Veel leesplezier

:
'Je moet het doen! Het zal iedereen blijer maken.' Zegt May.
'Nee, juist niet! Je zal iedereen pijn doen. Iedereen verdriet aandoen. Dit helpt niks!' Gilt Noa.
Ik schud mijn hoofd: 'Wat moet ik doen? Jullie zijn mijn beste vrienden. Zorg dat jullie het eens worden. Anders heb ik er niets aan.'
Ik hoor May en Noa zuchten.
Ze roepen tegelijkertijd: 'Ík heb gelijk. Dat weet je.'
'Wie moet ik vertrouwen? May, je hebt mij vaak geholpen, vaker dan Noa.

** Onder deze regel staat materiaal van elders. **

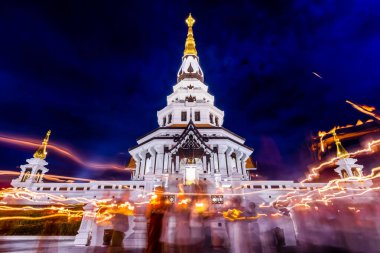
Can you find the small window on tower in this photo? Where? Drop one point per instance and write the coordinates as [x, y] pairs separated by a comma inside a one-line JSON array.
[[184, 116], [170, 118], [197, 116]]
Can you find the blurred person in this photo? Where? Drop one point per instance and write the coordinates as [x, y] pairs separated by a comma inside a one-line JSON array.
[[254, 230], [237, 227], [155, 214]]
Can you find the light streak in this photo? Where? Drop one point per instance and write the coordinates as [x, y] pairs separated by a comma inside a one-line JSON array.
[[56, 178], [369, 110], [317, 75], [237, 215], [27, 142], [334, 190], [314, 171]]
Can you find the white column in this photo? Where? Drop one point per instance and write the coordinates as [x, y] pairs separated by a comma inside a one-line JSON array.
[[166, 161], [83, 238], [137, 159], [177, 163], [229, 160], [244, 161], [142, 156], [160, 159], [215, 158], [153, 154], [204, 163], [222, 159], [239, 155], [170, 163]]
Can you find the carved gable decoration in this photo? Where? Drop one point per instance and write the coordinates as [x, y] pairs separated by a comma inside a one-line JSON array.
[[191, 139]]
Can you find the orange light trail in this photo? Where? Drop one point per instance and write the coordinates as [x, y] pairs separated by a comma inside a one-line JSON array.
[[314, 171], [335, 189], [317, 75], [369, 110], [56, 178], [27, 142]]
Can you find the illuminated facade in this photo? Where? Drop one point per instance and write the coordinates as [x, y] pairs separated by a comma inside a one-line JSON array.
[[189, 146]]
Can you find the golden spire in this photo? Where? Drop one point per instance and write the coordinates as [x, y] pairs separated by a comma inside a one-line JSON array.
[[190, 42], [340, 150], [41, 151]]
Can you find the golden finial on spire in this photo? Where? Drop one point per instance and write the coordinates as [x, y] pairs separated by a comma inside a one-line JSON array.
[[41, 151], [190, 42], [340, 150]]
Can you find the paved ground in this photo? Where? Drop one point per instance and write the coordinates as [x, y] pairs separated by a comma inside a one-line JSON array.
[[64, 246], [67, 246], [55, 246]]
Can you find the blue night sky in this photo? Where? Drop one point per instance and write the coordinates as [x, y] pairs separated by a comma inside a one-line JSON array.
[[96, 72]]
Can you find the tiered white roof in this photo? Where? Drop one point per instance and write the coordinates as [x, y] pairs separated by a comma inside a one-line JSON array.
[[190, 98]]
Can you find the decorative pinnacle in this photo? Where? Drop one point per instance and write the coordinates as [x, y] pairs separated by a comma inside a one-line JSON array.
[[41, 151], [190, 42], [340, 150]]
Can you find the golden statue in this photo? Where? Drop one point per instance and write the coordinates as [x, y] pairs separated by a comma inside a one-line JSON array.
[[340, 150], [190, 42], [41, 151]]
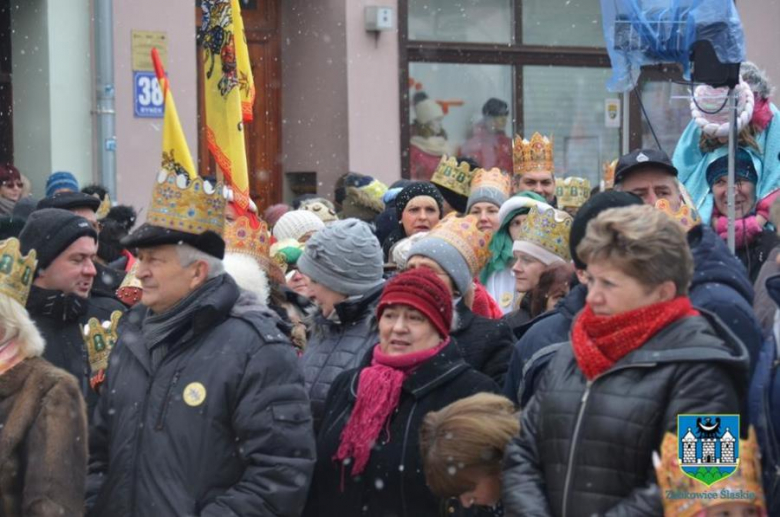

Maar Noa zorgt er altijd voor dat ik én de anderen blij worden.'
'Vertrouw mij.' Zegt May liefdevol.
'Nee, mij. Je weet zelf wat goed voor je is.' Fluistert Noa.
Één enkele traan rolt over mijn wang. 'Als ik het gewoon laat gaan. Er niets aan zal doen, dan is het toch ook goed?'
Ik voel de woede van May en de glimlach van Noa.
May gromt, dat hoor ik niet vaak: 'Je móét het doen. Dat weet je!'
Ik open mijn mond om haar tegen te spreken maar de stem van Noa houdt me tegen: 'Ik wil dat je doet wat je goed lijkt, maar ik zeg je, wat May zegt klopt niet. Jezelf laten verdwijnen maakt niemand gelukkig. Misschien alleen jou. Maar denk ook aan wat je vrienden zullen zeggen en vinden.'
'Die lachen zich dood, dan zijn ze eindelijk van haar af.' Sist May.
Ik sta op en wil bij mijn ruzie makende vrienden weglopen. Maar ze zijn altijd al bij me. 'S ochtends, 's middags en 's avonds.
Altijd. Gewoon altijd.
'Probeer niet bij mij weg te lopen. Je weet dat, dat niet kan.' May gromt alweer.
'Doe alleen wat goed voelt.' Brengt Noa uit.
'Ga weg! Ga weg bij mij! Laat me alleen...' De tranen stromen over mijn wangen, 'Laat me eens alleen. Ik wil jullie niet bij me hebben.'
Die laatste zin komt er schreeuwend uit. De deur wordt met een ruk opengetrokken. Daar, in de deuropening, staat een in wit geklede man.
Hij is één van die vele die me proberen hier weg te krijgen. Maar ik wil niet. Ik wil dat ze Noa en May bij me weghalen. Met dat kalmeringsspul.
'Zijn ze er weer?' Vraagt de man met medelijden.
'Ja.' Ik knik heftig.
Mijn tranen vliegen in het rond.
'Waarom willen ze niet weg? Waarom laten ze me niet met rust?' Ik gil het uit.
'Schizofrenie gaat niet zo makkelijk weg. Waarschijnlijk nooit meer.'
Mijn mond valt open.
May heeft gelijk. Ik ben gestoord.
Per ongelijk heb ik dat laatste gezegd.
'Dat willen ze je laten geloven. Maar, we gaan proberen ze uit je hoofd te krijgen.'
'Dat lukt hem niet! Dat mag niet!' Sist May.
'Hopelijk wel. Dat is het beste voor Lyra.' Zegt Noa.
Ik voel hun tranen zich vermengen met die van mij.